Edition Mondiale
Directeur de Publication - Publisher : Michel Eclador PEKOUA Bafoussam, Cameroun
Premier Journal Camerounais d'informations régionales en ligne.


Jaurès MBOUGNA

Insécurité

La ville de Mbouda souffre de la passivité de la police !

Les forces de maintien de l'ordre, dans la ville de Mbouda, devenaient impuissantes face a la montée du grand banditisme. Alors que les populations en ont marre !


Ils étaient efficaces, rompus dans l'exercice de leur tâche à réduire au silence les malfrats qui tentaient de donner les insomnies aux paisibles populations de cette ville. Ces deux officiers de la police prompts à réagir face à tout gangster dans la cité de Mbouda, bien connus par les citoyens et appréciés par ces derniers, les commissaires Jean Mikiadje et frédérick Ngang Chiazali respectivement ex-patron de la sécurité publique et deuxième adjoint au " Boss " avaient, pour tout dire, imposé leur loi aux bandits d'où qu'ils arrivaient, et instauré une sérénité salutaire au sein de la population. Bravoure !

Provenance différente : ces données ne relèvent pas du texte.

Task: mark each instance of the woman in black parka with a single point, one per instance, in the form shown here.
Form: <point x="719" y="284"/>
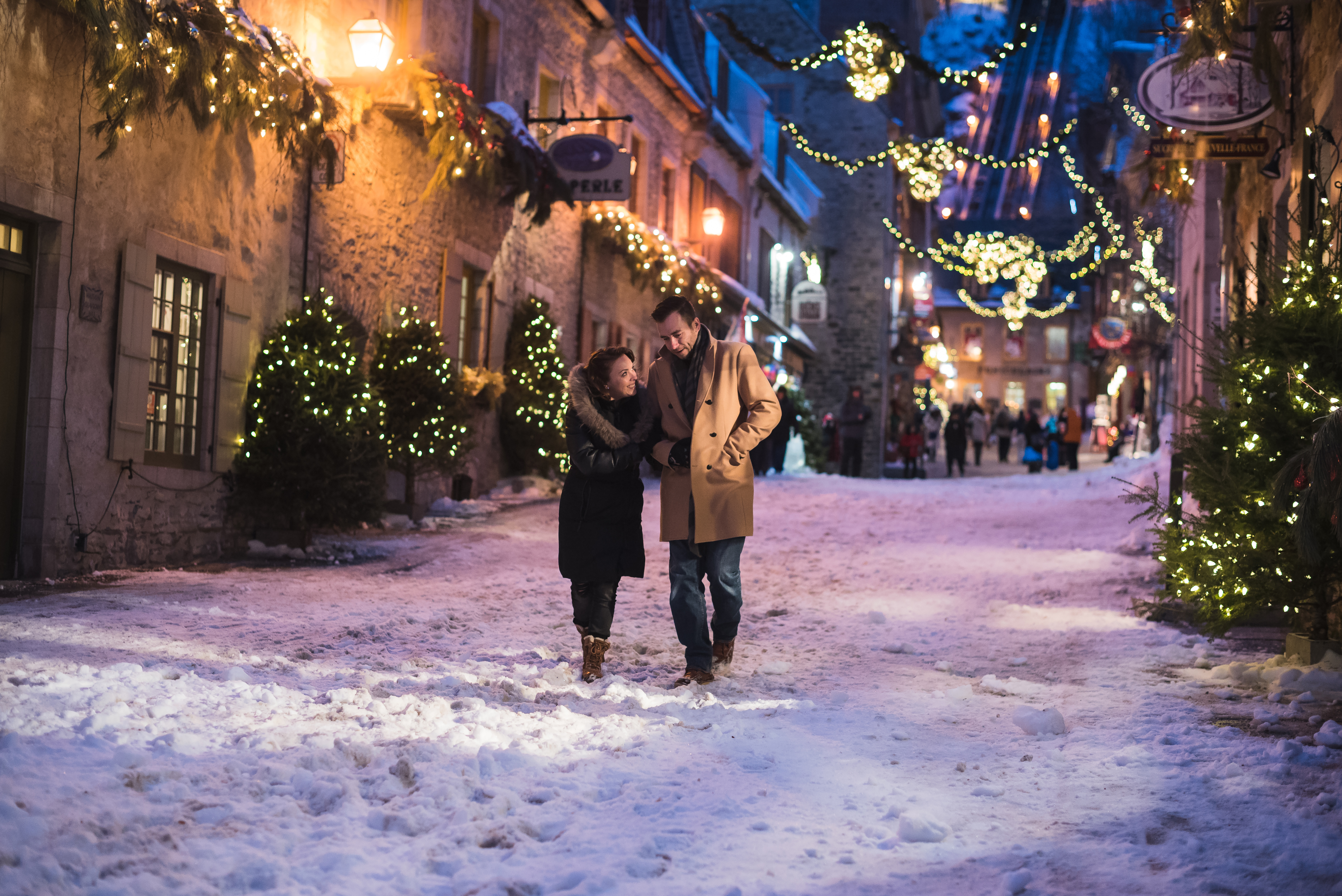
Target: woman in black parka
<point x="610" y="418"/>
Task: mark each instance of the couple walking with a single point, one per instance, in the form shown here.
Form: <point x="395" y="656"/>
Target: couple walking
<point x="706" y="406"/>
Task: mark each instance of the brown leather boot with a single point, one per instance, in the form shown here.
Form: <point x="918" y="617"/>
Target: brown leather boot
<point x="723" y="656"/>
<point x="594" y="655"/>
<point x="694" y="677"/>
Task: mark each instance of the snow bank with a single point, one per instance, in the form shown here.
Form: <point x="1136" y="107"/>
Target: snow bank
<point x="1282" y="675"/>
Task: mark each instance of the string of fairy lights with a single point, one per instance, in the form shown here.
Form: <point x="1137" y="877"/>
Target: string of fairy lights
<point x="654" y="259"/>
<point x="927" y="160"/>
<point x="1144" y="266"/>
<point x="992" y="257"/>
<point x="211" y="60"/>
<point x="1136" y="115"/>
<point x="871" y="64"/>
<point x="1106" y="219"/>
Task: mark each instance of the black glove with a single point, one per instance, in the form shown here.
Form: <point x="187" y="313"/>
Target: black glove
<point x="680" y="454"/>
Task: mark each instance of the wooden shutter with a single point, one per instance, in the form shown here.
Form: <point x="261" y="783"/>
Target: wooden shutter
<point x="131" y="380"/>
<point x="235" y="359"/>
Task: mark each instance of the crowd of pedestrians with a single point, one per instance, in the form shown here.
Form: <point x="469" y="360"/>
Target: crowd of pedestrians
<point x="1045" y="442"/>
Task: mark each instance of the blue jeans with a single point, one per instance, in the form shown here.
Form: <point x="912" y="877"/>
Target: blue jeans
<point x="721" y="563"/>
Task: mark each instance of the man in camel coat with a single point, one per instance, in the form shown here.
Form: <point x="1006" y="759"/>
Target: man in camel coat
<point x="715" y="406"/>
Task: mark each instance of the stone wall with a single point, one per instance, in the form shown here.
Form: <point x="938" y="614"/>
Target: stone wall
<point x="374" y="242"/>
<point x="214" y="191"/>
<point x="858" y="253"/>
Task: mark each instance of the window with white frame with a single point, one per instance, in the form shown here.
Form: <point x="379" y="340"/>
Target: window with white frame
<point x="172" y="412"/>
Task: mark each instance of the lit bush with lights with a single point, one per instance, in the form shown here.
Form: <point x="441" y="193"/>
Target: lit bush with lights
<point x="421" y="407"/>
<point x="1242" y="545"/>
<point x="532" y="412"/>
<point x="311" y="455"/>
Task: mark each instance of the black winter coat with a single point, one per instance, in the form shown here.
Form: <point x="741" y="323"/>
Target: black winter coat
<point x="602" y="505"/>
<point x="956" y="436"/>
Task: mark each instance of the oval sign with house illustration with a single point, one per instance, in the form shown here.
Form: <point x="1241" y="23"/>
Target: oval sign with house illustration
<point x="1211" y="96"/>
<point x="594" y="167"/>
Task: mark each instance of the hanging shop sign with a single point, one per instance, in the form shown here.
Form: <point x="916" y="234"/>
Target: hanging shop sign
<point x="1110" y="333"/>
<point x="595" y="168"/>
<point x="1211" y="148"/>
<point x="1211" y="96"/>
<point x="810" y="302"/>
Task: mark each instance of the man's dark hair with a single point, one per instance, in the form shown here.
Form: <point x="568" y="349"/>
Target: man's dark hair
<point x="674" y="305"/>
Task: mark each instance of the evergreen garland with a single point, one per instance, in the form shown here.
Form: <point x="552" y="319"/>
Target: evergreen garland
<point x="311" y="455"/>
<point x="1278" y="375"/>
<point x="489" y="144"/>
<point x="422" y="411"/>
<point x="148" y="60"/>
<point x="532" y="418"/>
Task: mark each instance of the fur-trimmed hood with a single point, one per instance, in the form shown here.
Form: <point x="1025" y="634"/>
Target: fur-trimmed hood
<point x="583" y="402"/>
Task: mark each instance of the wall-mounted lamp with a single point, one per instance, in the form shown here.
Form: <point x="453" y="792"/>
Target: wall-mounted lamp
<point x="372" y="43"/>
<point x="715" y="221"/>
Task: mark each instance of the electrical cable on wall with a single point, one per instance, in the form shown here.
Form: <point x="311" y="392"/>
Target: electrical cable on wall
<point x="81" y="536"/>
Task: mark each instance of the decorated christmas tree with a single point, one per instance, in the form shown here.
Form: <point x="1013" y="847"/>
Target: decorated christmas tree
<point x="1231" y="545"/>
<point x="812" y="438"/>
<point x="532" y="414"/>
<point x="311" y="455"/>
<point x="422" y="411"/>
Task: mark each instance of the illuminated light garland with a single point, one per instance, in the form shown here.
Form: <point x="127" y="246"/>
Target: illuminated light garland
<point x="1106" y="218"/>
<point x="908" y="149"/>
<point x="869" y="69"/>
<point x="1136" y="115"/>
<point x="209" y="60"/>
<point x="877" y="37"/>
<point x="1015" y="310"/>
<point x="472" y="141"/>
<point x="1145" y="269"/>
<point x="990" y="258"/>
<point x="653" y="259"/>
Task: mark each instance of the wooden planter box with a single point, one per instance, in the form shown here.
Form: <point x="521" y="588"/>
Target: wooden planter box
<point x="301" y="538"/>
<point x="1309" y="650"/>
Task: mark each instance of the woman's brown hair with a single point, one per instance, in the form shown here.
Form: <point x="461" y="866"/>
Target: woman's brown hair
<point x="598" y="368"/>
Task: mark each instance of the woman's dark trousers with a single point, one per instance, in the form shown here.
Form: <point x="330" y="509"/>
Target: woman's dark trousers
<point x="594" y="607"/>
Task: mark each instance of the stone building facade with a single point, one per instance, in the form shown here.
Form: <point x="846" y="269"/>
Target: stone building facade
<point x="862" y="270"/>
<point x="233" y="226"/>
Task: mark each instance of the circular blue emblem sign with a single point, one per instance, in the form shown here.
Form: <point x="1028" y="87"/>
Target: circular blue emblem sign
<point x="583" y="153"/>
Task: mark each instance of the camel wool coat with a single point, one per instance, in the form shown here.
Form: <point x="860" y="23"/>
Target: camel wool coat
<point x="736" y="411"/>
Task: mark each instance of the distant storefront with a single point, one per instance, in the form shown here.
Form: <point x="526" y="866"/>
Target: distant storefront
<point x="1043" y="363"/>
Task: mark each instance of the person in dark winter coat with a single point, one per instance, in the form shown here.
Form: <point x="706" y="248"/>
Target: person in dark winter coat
<point x="978" y="423"/>
<point x="609" y="419"/>
<point x="957" y="440"/>
<point x="912" y="445"/>
<point x="1004" y="427"/>
<point x="1037" y="442"/>
<point x="853" y="427"/>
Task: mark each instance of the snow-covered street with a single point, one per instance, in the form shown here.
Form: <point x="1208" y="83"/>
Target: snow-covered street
<point x="407" y="722"/>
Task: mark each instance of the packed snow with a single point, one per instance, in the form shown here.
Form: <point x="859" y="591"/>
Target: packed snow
<point x="940" y="687"/>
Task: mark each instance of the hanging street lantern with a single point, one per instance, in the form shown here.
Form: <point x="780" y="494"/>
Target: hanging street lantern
<point x="372" y="43"/>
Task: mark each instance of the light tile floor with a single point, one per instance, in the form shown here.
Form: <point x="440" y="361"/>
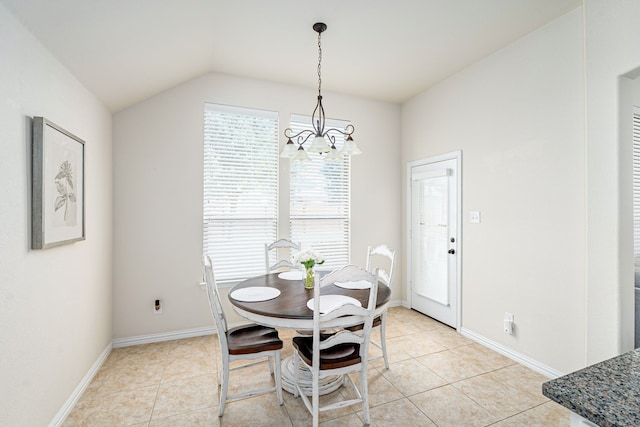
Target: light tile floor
<point x="436" y="377"/>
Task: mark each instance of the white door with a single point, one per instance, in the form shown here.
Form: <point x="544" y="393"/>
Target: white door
<point x="434" y="238"/>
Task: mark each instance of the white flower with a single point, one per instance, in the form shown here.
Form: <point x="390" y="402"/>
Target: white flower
<point x="308" y="258"/>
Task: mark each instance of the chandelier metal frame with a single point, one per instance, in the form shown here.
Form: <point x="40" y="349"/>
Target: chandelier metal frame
<point x="324" y="140"/>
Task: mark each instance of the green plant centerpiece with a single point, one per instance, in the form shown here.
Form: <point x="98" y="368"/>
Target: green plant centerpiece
<point x="309" y="258"/>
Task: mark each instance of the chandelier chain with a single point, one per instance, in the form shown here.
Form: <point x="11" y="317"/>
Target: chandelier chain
<point x="319" y="63"/>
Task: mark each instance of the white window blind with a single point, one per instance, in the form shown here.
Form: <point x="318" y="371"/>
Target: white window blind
<point x="319" y="215"/>
<point x="240" y="188"/>
<point x="636" y="182"/>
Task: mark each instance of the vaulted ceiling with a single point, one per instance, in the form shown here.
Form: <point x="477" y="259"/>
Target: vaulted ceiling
<point x="125" y="51"/>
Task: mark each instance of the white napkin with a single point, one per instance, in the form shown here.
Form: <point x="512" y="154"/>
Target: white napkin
<point x="360" y="284"/>
<point x="255" y="293"/>
<point x="331" y="302"/>
<point x="292" y="275"/>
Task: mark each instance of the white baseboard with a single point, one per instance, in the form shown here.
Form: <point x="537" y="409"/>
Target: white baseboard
<point x="62" y="414"/>
<point x="163" y="336"/>
<point x="514" y="355"/>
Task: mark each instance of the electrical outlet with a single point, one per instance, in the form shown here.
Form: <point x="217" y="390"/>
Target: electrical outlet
<point x="508" y="323"/>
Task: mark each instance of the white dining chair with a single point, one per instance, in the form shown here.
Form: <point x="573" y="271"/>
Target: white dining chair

Mais depuis leur départ, les uns certain temps après récréant ont repris du poil de la bête, leurs multiples forfaits de jour comme de nuit à Mbouda, narguant au passage certains gradés du corps de l'armée. L'exemple patent et récent reste l'incursion faite par ces malfrats au domicile du commandant de brigade de gendarmerie de Mbouda dans la nuit du 03 au 04 mars dernier, délectant l'épouse de l'officier d'une importante somme d'argent. Après Montcho I, ils mettront le cap toujours cette nuit là au quartier Ntap derrière la permanence du parti RDPC où ils feront du vacarme dans plusieurs domiciles, s'emparant dans la foulée des avoirs de certains habitants "visites " au cours de cette nocturne agitée. Dans les quartiers Nylon I et II, rapide, Montcho, Batan et surtout Lafi, les vols perpétrés au quotidien là-bas ne se comptent plus, et face à cette situation, les populations sont au désespoir et continuent d'attendre la réponse du berger à la bergère. Dominique L, commerçant au marché central, victime de plusieurs coups de vol à son domicile ne croit plus au sursaut des flics de la cité rebelle : "Moi je me demande s'ils sont devenus inexistants, ces policiers que je vois déambuler sur nos artères à longueur de journée, je pense que face à cette immobilité de leur part, il serait bon pour nous autres citoyens, que nous reprenions avec la vindicte populaire, cela freinait leur ardeur et leur envie d'escalader nuitamment les barrières de nos domiciles ". Pour cette dame travaillant au PMUC, seule sa prière était son salut. Idem pour plusieurs Buyam-sellams qui n'attendent plus grand chose des forces de l'ordre qui selon leurs dires, n'ont pas assez de moyens logistiques pour réaliser de grands exploits. Anne NK de l'Association des Femmes Commerçantes du marché central de Mbouda, propose d'abord, les moyens matériels pour eux puis la collaboration de la part de la population comme deux éléments qui pourront sortir les policiers de leur profond sommeil et leur permettre de bouter hors d'état de nuire ces gangsters de grand chemin. Heureusement, de l'autre côté, l'on veut en découdre avec l'insécurité, des mesures à l'instar des rafles ont été arrêtées à l'issue des réunions entre les autorités administratives et les différents patrons de la sécurité à Mbouda pour tenter d'endiguer le mal. Viennent que le resursaut des flics soit.